In his blog, Krugman explains why this is a problem.

Update: See also David Sirota, “The Stimulus Swindle“; Michael Mandel, “How Real Was the Prosperity?

4 thoughts on “When “Bipartisan” Means We’re Screwed

  1. Gee, was it just two years ago, in the run-up to the mid-term elections, when Republicans were yammering about the doom that would result from giving the Representative from gay old San Francisco, that proto-socialist Nancy Pelosi the Speaker’s chair?

    I guess all that went the way of all that free-market ‘the economy is just fine and dandy’ twaddle. No, we’re all Keynesians now, I guess, as long as we give the government money to Bush’s friends and not to the people who could really use it.

    I’m waiting for someone to explain to me why it is in the Democrats interest to compromise in a House where they have the majority, rather than make the Bushistas pass their bill in the Senate, and compromise in the conference committee. Is it because the party is pathetically unable to harness the power of the media to put the blame for failure on His Lame-ducked-ness?
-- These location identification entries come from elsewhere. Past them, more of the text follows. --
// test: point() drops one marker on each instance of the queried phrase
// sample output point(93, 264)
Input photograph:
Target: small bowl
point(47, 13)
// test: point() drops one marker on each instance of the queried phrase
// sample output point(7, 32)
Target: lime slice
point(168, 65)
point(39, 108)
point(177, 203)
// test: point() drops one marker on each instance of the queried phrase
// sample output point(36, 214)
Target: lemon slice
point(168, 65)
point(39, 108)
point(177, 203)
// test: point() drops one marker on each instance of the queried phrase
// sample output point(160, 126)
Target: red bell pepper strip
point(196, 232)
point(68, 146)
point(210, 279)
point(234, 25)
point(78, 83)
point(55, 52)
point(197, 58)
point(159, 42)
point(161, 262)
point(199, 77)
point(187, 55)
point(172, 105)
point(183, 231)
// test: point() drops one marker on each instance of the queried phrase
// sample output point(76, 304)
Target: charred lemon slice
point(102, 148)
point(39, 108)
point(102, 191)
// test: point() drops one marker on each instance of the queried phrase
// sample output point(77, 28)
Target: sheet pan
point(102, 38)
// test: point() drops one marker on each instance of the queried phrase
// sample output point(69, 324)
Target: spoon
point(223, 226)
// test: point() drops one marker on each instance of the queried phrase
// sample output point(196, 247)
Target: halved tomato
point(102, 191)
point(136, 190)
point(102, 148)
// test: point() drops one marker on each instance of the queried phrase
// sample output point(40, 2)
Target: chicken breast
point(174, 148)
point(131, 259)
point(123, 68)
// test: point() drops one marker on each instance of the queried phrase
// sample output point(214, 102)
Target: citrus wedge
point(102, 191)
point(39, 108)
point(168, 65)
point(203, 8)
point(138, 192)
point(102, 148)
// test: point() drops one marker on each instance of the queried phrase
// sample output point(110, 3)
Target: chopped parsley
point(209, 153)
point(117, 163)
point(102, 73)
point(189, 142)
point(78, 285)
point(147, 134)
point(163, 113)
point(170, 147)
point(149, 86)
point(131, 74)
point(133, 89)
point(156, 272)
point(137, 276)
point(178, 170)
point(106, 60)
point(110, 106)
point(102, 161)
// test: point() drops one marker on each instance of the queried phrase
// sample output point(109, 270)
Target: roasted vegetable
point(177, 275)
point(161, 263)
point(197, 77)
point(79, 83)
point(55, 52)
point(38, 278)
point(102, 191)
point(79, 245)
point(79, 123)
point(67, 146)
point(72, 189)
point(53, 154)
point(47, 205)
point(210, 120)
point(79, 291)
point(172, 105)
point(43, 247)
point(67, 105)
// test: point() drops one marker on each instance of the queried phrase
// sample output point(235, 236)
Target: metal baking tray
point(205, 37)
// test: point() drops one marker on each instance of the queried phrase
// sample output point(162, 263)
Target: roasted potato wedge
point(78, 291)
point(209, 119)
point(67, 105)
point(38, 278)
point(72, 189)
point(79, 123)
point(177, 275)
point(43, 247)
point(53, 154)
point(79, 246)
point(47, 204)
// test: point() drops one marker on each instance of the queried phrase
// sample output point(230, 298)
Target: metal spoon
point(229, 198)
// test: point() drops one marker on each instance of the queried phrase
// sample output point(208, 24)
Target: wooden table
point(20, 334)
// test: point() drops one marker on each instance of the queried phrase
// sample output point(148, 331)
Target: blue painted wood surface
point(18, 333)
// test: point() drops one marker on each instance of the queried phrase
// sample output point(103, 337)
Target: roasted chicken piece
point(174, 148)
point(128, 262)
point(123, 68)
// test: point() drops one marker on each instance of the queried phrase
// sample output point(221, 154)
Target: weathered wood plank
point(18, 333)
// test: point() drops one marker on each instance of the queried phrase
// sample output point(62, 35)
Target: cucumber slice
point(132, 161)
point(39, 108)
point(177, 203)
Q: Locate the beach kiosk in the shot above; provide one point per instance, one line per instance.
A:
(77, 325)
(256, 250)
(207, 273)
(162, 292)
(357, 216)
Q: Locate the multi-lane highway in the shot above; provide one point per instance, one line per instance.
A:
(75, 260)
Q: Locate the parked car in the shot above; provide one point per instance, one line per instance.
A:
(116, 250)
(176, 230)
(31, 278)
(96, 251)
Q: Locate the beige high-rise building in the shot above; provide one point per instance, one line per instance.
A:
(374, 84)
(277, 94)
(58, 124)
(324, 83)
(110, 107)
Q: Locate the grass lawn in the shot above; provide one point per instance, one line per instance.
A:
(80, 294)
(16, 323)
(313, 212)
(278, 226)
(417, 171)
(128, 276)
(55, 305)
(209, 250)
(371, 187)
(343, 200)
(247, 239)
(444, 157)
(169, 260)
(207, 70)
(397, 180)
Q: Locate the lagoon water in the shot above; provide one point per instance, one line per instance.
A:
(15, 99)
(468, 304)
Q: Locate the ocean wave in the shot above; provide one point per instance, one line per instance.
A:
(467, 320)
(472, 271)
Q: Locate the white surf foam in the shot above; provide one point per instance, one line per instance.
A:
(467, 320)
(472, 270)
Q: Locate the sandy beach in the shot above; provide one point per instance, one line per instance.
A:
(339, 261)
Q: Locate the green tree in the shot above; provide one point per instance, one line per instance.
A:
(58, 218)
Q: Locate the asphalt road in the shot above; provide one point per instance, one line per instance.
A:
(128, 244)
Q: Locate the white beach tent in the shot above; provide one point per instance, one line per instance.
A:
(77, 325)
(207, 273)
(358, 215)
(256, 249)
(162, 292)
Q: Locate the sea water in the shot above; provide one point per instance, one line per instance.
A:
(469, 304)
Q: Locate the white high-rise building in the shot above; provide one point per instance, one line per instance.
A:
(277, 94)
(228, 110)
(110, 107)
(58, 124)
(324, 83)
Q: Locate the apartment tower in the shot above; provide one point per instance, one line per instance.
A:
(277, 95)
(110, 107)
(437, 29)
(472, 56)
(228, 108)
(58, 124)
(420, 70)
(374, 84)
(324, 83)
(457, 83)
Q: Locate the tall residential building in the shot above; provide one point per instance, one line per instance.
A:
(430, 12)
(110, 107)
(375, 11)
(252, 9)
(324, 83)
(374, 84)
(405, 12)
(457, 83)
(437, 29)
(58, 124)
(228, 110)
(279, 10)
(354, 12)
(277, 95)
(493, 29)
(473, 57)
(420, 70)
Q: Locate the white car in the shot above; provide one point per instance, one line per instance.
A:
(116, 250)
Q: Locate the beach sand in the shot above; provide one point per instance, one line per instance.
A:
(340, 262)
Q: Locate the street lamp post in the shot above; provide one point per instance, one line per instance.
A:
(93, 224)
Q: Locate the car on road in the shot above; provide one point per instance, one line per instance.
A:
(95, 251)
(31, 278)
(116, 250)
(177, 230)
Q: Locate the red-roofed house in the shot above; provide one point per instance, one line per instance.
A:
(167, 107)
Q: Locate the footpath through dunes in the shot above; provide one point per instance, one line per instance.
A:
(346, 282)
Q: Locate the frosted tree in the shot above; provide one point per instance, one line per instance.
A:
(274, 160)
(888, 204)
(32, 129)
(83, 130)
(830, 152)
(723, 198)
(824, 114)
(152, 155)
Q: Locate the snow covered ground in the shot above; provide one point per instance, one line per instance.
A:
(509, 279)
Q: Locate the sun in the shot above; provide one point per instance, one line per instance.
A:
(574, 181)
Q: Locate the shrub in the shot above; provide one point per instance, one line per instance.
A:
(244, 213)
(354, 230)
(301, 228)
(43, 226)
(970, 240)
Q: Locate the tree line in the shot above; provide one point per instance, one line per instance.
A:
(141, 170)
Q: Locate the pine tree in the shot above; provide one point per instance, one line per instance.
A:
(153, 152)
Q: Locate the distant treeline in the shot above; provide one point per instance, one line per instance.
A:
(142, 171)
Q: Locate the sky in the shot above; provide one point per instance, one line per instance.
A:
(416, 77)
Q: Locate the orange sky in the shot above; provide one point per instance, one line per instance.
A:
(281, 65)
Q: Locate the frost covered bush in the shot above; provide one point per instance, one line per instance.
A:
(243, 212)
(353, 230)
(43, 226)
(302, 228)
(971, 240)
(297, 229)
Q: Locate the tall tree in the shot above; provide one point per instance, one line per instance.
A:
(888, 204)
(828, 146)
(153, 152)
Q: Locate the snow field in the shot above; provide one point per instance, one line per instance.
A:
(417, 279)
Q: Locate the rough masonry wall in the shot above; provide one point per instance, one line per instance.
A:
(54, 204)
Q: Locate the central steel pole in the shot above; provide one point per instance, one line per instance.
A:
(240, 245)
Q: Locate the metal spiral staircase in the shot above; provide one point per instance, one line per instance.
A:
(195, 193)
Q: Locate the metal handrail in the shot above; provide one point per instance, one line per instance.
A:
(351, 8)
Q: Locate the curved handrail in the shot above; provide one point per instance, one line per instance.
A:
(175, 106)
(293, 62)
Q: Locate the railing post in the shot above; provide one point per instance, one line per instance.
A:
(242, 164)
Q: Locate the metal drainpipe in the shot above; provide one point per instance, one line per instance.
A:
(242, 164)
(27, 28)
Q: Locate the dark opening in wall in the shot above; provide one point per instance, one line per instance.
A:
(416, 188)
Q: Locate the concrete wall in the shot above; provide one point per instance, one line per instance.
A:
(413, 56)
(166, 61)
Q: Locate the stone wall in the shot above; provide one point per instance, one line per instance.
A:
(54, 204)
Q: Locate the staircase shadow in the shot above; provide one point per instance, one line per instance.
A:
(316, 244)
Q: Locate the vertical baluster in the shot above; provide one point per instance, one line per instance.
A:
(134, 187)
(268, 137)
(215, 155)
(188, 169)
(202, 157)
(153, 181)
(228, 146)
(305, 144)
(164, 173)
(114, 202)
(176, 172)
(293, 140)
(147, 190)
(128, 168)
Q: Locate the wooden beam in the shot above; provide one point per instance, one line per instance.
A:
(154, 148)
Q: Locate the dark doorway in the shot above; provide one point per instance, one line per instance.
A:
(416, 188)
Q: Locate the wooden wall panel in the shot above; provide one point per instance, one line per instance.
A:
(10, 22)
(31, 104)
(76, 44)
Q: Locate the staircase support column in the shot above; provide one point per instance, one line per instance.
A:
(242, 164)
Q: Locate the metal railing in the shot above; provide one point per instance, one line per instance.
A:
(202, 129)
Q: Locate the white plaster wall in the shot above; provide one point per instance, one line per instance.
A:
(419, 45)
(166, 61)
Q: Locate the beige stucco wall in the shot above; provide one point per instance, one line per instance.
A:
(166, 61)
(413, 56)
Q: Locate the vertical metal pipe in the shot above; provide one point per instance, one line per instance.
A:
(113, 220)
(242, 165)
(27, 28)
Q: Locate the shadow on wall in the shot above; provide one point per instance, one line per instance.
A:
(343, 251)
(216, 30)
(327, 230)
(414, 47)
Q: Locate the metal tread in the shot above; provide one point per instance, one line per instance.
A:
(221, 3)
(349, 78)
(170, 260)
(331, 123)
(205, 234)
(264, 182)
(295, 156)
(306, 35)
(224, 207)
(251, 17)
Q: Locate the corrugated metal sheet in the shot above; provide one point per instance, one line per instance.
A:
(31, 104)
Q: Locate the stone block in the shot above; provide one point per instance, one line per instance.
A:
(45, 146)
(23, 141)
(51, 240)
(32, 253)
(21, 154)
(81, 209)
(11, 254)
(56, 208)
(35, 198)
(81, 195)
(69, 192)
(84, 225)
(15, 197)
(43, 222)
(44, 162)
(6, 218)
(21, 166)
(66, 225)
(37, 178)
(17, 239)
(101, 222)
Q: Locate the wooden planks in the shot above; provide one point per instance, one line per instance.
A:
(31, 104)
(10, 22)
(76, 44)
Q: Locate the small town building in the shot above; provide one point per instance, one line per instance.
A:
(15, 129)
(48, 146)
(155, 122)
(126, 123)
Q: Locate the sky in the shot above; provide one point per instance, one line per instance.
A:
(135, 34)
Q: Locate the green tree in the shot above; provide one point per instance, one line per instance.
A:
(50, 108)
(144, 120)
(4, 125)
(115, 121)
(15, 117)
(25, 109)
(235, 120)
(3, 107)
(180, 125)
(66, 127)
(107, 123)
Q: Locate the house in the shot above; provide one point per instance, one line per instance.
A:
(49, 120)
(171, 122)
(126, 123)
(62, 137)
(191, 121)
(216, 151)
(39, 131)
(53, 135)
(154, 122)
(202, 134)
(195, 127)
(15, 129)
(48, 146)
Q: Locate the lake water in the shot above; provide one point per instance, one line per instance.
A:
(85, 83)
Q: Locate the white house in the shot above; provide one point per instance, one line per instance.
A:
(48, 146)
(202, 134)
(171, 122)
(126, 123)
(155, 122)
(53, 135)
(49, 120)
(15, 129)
    I’m still waiting for that feisty Democratic House of Representatives we were promised in 2006. Sure we got subpoena power, but since the White House is comfortable with laughing at subpoenas, so what? Has anyone important gone to jail? And now, on a PRIME Democratic issue, they’re compromising? Jiminy Cricket!

    Speaking of complete failures to mobilize a narrative in the media, why haven’t we heard anyone lately asking about where the Clinton surplus went? It would sure be swell if we didn’t have to borrow even more from China and the Saudis to finance this stimulus package.

    How is it, exactly, that we don’t have that money in the bank anymore, so we could be using it in hard times? Which party spent it all on tax cuts for the rich and a pointless (and seemingly endless) war? Maybe if they hadn’t shipped pallets of untraceable cash to Iraq, we could give it to people here now, right? How many checks to poor people could we have gotten out of what we gave contractors to build us hospitals and police stations with sewage leaking from the ceiling?

    Maybe someone (like a ‘proto-socialistic’ Speaker from a safe seat in San Francisco?) ought to be suggesting that the party that brought us all that waste should just shut the hell up and let the progressives design a stimulus package that will work, rather than happily ‘compromising’ with them. The GOP obviously have no idea of what will work, or economic principles, so why should they be involved?

    (My, I’m cranky this morning.)

  2. Boehner wants to show the American people that “they” can fix the problems in Washington? Doesn’t Boner realize that he is a big part of the problem in Washington? I distinctly remember him shedding his crocodile tears on the house floor for the sacrifices of the military men and women serving in Iraq, when he was the asshole who helped put them there, and did everything in his power to make sure they continued in their suffering by remaining there.
    Boner has proved himself to be a party hack without any regard for the best interests of the American people. And any words of a lovey dovey reconciling nature coming from his lips are pure lies.
    It’s like the old addage..You can’t get blood from a stone… and you’re not going to get sincerity or honest bipartisanship from a two faced creep like Boehner.

  3. There really is only one party, it is the Corporate Party in two colors, Red (hard fascism) or Blue (soft fascism). The people no longer have a representative government. You can vote, but only those with enough campaign contributions from the corporate leaders can reasonably expect to win. MSM is owned by our corporate leaders as well, so this makes control fairly simple. For those who despite the odds might win w/o their support, well, as Stalin said, it is not who votes that count, it is who counts the vote that is important.